Xeljanz Edges Humira Just a Bit for Real-World RA Patients, Study Suggests

Tofacitinib (Xeljanz) appeared ever-so-slightly more effective than adalimumab (Humira) for rheumatoid arthritis (RA) in a study that used real-world patient data to simulate a randomized head-to-head trial.

Leaders of Australia’s OPAL network of rheumatologists reported that, among 699 RA patients starting their first biologic or targeted therapy for the disease, the mean 28-joint Disease Activity Score including C-reactive protein levels (DAS28-CRP) was 0.2 points lower for those on tofacitinib after 3 months (P=0.02).

However, by month 9 the difference was a nonsignificant 0.03 points, though still numerically in tofacitinib’s favor, according to Claire T. Deakin, PhD, of OPAL Rheumatology Ltd. in Sydney, and colleagues writing in JAMA Network Open.

The researchers emphasized that, even at the 3-month time point, both agents “led to substantive reductions in mean DAS28-CRP, consistent with remission.”

Overall, the results generally supported those from manufacturer-sponsored clinical trials and published treatment guidelines, Deakin’s group indicated.

Tofacitinib is an oral drug that inhibits Janus-associated kinase enzymes; adalimumab, an injectable that inhibits tumor necrosis factor, is the long-time leading biologic drug for RA. Although a previous head-to-head, randomized trial did compare the two agents, clinicians tend to be somewhat skeptical of such studies: their strict inclusion and exclusion criteria leave it unclear how the drugs may perform in the broader run of patients who don’t meet those criteria because of comorbidities or other factors.

OPAL Rheumatology is a nonprofit organization in which about one-third of all rheumatologists in Australia participate, sharing electronic medical record data from their rheumatic disease patients. All told, the OPAL database covers more than 200,000 patients. Patients consent to this use of their data.

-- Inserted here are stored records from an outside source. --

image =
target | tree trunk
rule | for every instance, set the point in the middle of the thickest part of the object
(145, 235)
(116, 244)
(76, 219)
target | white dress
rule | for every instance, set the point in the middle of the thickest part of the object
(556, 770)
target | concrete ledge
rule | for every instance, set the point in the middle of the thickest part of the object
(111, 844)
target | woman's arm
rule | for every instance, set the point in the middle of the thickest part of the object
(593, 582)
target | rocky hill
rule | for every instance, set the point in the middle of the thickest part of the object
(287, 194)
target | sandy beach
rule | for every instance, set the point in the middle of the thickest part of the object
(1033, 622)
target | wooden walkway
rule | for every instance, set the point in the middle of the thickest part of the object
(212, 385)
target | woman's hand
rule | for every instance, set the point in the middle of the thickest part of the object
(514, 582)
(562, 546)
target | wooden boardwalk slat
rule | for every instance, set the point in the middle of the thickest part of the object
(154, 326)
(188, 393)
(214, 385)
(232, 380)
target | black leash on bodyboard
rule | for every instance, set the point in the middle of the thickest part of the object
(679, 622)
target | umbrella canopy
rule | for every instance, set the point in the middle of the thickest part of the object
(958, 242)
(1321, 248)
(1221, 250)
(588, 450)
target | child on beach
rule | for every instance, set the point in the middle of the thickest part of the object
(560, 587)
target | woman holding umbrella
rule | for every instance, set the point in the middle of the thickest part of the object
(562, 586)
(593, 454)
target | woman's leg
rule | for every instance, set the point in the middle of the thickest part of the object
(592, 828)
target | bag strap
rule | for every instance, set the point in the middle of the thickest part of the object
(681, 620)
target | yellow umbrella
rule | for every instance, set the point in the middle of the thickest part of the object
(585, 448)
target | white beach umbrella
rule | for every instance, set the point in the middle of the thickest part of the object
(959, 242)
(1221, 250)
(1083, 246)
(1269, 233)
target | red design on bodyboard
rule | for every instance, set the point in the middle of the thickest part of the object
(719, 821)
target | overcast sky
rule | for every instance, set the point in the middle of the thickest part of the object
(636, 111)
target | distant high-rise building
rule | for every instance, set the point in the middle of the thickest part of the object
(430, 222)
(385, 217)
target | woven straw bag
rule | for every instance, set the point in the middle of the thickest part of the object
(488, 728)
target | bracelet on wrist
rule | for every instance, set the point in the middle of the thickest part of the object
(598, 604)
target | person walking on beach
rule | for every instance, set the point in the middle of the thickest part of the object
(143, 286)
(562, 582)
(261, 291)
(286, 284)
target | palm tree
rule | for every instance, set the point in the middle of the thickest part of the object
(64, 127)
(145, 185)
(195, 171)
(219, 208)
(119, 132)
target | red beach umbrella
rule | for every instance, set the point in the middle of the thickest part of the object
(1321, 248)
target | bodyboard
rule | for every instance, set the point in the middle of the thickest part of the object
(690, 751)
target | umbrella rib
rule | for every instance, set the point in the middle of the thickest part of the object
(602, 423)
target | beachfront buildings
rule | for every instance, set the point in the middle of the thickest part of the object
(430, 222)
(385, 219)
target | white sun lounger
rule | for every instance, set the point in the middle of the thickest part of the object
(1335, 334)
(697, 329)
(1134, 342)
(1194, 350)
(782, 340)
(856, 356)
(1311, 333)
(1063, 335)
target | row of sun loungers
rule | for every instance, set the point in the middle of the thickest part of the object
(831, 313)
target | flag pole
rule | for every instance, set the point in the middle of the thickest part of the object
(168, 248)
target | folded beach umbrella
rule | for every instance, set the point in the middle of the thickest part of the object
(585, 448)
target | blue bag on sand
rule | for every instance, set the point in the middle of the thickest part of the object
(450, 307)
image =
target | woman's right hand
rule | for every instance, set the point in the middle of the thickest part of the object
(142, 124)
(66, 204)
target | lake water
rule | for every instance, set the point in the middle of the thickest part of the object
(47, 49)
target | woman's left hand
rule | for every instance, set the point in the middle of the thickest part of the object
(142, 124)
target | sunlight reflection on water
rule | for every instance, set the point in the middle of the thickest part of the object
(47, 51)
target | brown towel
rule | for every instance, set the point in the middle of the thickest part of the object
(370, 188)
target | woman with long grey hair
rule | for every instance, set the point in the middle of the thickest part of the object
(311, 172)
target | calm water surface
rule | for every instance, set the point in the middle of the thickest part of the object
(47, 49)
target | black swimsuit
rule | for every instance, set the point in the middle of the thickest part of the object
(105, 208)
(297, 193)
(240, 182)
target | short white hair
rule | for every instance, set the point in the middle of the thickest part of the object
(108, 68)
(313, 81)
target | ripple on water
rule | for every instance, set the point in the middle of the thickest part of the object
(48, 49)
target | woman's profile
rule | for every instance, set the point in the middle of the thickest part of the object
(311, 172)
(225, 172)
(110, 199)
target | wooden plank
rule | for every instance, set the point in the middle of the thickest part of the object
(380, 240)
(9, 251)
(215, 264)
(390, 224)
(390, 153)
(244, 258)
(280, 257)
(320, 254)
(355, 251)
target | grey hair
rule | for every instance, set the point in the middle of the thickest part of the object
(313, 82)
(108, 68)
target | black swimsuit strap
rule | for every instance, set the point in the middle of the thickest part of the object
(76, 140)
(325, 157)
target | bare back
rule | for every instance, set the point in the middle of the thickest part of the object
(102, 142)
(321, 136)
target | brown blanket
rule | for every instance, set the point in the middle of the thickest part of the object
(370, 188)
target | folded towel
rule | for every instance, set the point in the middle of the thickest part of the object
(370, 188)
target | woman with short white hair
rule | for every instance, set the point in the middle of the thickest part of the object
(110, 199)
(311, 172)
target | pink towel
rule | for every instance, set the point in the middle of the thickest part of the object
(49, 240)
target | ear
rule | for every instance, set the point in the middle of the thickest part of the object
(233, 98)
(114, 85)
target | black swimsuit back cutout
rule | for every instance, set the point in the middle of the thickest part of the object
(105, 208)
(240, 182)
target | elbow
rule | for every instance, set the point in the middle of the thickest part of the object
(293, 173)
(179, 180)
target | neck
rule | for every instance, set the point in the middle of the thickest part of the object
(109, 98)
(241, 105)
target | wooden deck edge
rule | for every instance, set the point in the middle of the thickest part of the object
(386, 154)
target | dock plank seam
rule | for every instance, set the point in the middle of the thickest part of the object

RA patients make up about one-quarter of the OPAL database. Out of these approximately 50,000, Deakin and colleagues identified 699 who started adalimumab (n=464) or tofacitinib (n=235) as their first biologic/targeted drug during April 2015 through December 2020 and who had clinical data including spanning the period from 6 months before initiating these medications to at least 9 months afterward. The baseline and follow-up data had to include at least one component of the DAS28-CRP scoring system. All of the adalimumab patients were using original branded Humira, not a biosimilar version.

Patients’ general characteristics did not differ markedly between the treatment groups and were about as expected for those initiating biologic/targeted therapy for the first time. About 70% were women, mean age 57, with median time since diagnosis of about 1 year. Median DAS28-CRP score was 5.7 in the adalimumab group and 5.4 for those starting tofacitinib.

One of the researchers’ missions was to try not to exclude patients because of missing data. Consequently, they employed “multiple imputation by chained equations using the random forest algorithm under the missing-at-random assumption … to impute missing data for the components of the DAS28-CRP at baseline and follow-up, generating 10 imputed data sets.” Only patients with zero observed DAS28 components at follow-up were left out of the final analysis. Results were also weighted to account for the modest differences between treatment groups at baseline; thus, baseline DAS28-CRP was 5.3 for both treatment groups after this adjustment.

By month 3, mean weighted scores were 2.6 with adalimumab and 2.4 with tofacitinib. At month 9, both groups had scores of 2.3 when rounded to one decimal place. Safety was not examined in the study, which was as much intended to demonstrate a “target trial emulation” research approach as to provide clinical guidance.

Deakin and colleagues acknowledged that, despite their efforts to mimic a randomized trial, there could have been undetected reasons underlying the original decisions to start one drug versus the other, which then might have influenced the outcomes.